Flexible Array Members

I’m looking for thoughts on the use on the typical pattern from C in C++. I’m pretty sure it’s officially and currently UB although there is a proposal:

https://thephd.github.io/vendor/future_cxx/papers/d1039.html

For example, it is used widely for serialisation/deserialisation in the audio codecs in JUCE

struct BWAVChunk
{
    char description[256];
    char originator[32];
    char originatorRef[32];
    char originationDate[10];
    char originationTime[8];
    uint32 timeRefLow;
    uint32 timeRefHigh;
    uint16 version;
    uint8 umid[64];
    uint8 reserved[190];
    char codingHistory[1];

    void copyTo (StringPairArray& values, const int totalSize) const
    {
        values.set (WavAudioFormat::bwavDescription,     String::fromUTF8 (description,     sizeof (description)));
        values.set (WavAudioFormat::bwavOriginator,      String::fromUTF8 (originator,      sizeof (originator)));
        values.set (WavAudioFormat::bwavOriginatorRef,   String::fromUTF8 (originatorRef,   sizeof (originatorRef)));
        values.set (WavAudioFormat::bwavOriginationDate, String::fromUTF8 (originationDate, sizeof (originationDate)));
        values.set (WavAudioFormat::bwavOriginationTime, String::fromUTF8 (originationTime, sizeof (originationTime)));

        auto timeLow  = ByteOrder::swapIfBigEndian (timeRefLow);
        auto timeHigh = ByteOrder::swapIfBigEndian (timeRefHigh);
        auto time = (((int64) timeHigh) << 32) + timeLow;

        values.set (WavAudioFormat::bwavTimeReference, String (time));
        values.set (WavAudioFormat::bwavCodingHistory,
                    String::fromUTF8 (codingHistory, totalSize - (int) offsetof (BWAVChunk, codingHistory)));
    }

    static MemoryBlock createFrom (const StringPairArray& values)
    {
        MemoryBlock data (roundUpSize (sizeof (BWAVChunk) + values[WavAudioFormat::bwavCodingHistory].getNumBytesAsUTF8()));
        data.fillWith (0);

        auto* b = (BWAVChunk*) data.getData();

        // Allow these calls to overwrite an extra byte at the end, which is fine as long
        // as they get called in the right order..
        values[WavAudioFormat::bwavDescription]    .copyToUTF8 (b->description, 257);
        values[WavAudioFormat::bwavOriginator]     .copyToUTF8 (b->originator, 33);
        values[WavAudioFormat::bwavOriginatorRef]  .copyToUTF8 (b->originatorRef, 33);
        values[WavAudioFormat::bwavOriginationDate].copyToUTF8 (b->originationDate, 11);
        values[WavAudioFormat::bwavOriginationTime].copyToUTF8 (b->originationTime, 9);

        auto time = values[WavAudioFormat::bwavTimeReference].getLargeIntValue();
        b->timeRefLow = ByteOrder::swapIfBigEndian ((uint32) (time & 0xffffffff));
        b->timeRefHigh = ByteOrder::swapIfBigEndian ((uint32) (time >> 32));

    values[WavAudioFormat::bwavCodingHistory].copyToUTF8 (b->codingHistory, 0x7fffffff);...<etc>

Does anyone know if there any official “it works in compilers X and Y” or only using certain kinds of usage?
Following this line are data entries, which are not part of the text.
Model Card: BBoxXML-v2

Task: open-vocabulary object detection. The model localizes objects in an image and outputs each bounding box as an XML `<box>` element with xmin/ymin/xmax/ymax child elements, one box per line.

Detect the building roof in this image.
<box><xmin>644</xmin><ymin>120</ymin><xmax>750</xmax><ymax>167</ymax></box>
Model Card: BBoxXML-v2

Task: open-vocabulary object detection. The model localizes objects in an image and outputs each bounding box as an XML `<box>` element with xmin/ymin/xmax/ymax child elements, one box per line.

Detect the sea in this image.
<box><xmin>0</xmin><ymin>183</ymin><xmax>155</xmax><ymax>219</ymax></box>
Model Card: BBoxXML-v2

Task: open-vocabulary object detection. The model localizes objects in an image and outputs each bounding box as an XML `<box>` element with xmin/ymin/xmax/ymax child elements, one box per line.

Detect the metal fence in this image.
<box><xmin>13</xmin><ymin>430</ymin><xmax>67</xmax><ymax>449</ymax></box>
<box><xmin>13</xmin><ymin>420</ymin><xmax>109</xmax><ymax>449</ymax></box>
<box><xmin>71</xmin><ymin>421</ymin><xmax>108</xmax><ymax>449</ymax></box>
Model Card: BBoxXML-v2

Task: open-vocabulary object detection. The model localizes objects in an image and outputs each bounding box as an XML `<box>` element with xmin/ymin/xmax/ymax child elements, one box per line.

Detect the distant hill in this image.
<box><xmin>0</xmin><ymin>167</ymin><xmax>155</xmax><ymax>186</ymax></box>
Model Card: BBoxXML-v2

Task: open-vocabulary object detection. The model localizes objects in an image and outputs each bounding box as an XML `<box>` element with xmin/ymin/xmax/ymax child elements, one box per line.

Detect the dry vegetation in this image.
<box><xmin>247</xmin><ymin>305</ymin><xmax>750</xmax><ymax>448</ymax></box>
Or are we literally risking “killing the cat” in all cases. In the JUCE classes it is typically used via allocating memory with a MemoryBlock then casting to a C++ type. Another example is:

static MemoryBlock createFrom (const StringPairArray& values)
{
    MemoryBlock data;
    auto numLoops = jmin (64, values.getValue ("NumSampleLoops", "0").getIntValue());

    data.setSize (roundUpSize (sizeof (SMPLChunk) + (size_t) (jmax (0, numLoops - 1)) * sizeof (SampleLoop)), true);

    auto s = static_cast<SMPLChunk*> (data.getData());

    s->manufacturer      = getValue (values, "Manufacturer", "0");
    s->product           = getValue (values, "Product", "0");
    s->samplePeriod      = getValue (values, "SamplePeriod", "0");
    s->midiUnityNote     = getValue (values, "MidiUnityNote", "60");
    s->midiPitchFraction = getValue (values, "MidiPitchFraction", "0");
    s->smpteFormat       = getValue (values, "SmpteFormat", "0");
    s->smpteOffset       = getValue (values, "SmpteOffset", "0");
    s->numSampleLoops    = ByteOrder::swapIfBigEndian ((uint32) numLoops);
    s->samplerData       = getValue (values, "SamplerData", "0");

    for (int i = 0; i < numLoops; ++i)
    {
        auto& loop = s->loops[i];

Where SampleLoop loops[1]; referred to there.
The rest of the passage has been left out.